PMI for Kina fra Markit – læs hele meddelelsen her:
“The Caixin China General Manufacturing Purchasing Managers’ Index was 49.4 in June, the second lowest since June 2016, indicating a clear contraction in the manufacturing
sector.
1) The subindex for new orders slid into contractionary territory, pointing to notably shrinking domestic demand. The gauge for new export orders returned to contractionary territory, but was better than the levels seen from last April to last December. Front-loading by exporters was likely to support this gauge as the China-U.S. trade relationship was under great uncertainty.
2) The output subindex fell into contractionary territory. The employment subindex remained relatively stable in negative territory, likely due to government policies to stabilize the job market. The State Council set up a leading group on employment in late May.
3) While the subindex for stocks of purchased items remained slightly higher than the 50 mark that divides expansion from contraction, the measure for stocks of finished
goods stayed in contractionary territory, indicating that manufacturers were reluctant to replenish them. The subindex of suppliers’ delivery times stayed in contractionary territory,
pointing to delayed delivery and also suggesting relatively low inventory levels and willingness to restock.

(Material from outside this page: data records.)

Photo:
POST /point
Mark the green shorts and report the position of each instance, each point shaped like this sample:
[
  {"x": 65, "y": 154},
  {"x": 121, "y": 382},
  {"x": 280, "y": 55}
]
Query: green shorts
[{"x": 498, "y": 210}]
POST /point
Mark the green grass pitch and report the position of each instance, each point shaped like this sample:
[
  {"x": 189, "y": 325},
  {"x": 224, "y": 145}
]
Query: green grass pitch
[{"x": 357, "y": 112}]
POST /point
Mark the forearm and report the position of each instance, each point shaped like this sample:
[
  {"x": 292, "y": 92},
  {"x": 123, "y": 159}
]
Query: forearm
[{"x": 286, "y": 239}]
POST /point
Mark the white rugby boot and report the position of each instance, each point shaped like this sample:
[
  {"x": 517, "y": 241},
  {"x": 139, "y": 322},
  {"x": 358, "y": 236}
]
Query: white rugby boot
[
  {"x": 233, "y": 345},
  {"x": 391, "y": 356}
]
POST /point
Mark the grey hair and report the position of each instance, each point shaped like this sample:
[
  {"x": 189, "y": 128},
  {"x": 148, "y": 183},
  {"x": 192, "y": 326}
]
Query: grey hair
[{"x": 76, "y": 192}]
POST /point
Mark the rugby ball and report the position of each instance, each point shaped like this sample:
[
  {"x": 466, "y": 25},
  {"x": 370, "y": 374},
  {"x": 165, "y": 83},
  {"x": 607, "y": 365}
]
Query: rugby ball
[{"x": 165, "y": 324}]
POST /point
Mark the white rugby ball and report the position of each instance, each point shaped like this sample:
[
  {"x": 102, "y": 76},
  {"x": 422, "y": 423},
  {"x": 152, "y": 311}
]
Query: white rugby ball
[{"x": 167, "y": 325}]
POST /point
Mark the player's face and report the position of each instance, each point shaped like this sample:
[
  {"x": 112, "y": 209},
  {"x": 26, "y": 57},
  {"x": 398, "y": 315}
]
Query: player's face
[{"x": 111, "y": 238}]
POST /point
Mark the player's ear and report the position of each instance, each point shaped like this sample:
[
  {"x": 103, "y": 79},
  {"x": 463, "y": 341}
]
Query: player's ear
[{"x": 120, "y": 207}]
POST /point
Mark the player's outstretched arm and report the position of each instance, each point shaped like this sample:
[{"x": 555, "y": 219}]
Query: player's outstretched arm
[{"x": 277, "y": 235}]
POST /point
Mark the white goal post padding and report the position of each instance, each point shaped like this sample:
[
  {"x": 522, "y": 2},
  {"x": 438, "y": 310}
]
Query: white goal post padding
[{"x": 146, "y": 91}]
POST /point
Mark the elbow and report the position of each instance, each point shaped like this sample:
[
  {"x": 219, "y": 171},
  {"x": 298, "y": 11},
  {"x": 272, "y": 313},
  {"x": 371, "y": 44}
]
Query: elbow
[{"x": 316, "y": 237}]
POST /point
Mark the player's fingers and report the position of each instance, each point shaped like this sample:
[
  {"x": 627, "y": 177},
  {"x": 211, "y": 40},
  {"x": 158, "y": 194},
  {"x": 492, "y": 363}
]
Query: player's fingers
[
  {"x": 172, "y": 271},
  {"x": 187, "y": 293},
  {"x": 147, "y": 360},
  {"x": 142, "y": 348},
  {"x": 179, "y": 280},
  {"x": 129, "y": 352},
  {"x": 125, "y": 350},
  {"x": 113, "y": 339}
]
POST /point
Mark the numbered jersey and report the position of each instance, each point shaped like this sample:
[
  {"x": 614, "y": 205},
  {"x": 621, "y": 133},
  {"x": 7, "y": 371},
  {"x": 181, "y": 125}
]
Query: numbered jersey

4) The gauges for input costs and output prices both edged up into expansionary territory. Due to supply-side structural reform, prices of industrial products remained stable.
5) The subindex measuring sentiment toward future output plunged further, albeit staying in expansionary territory, a reflection of continuously weakening business confidence amid
the Sino-U.S. trade conflict.
Overall, China’s economy came under further pressure in June.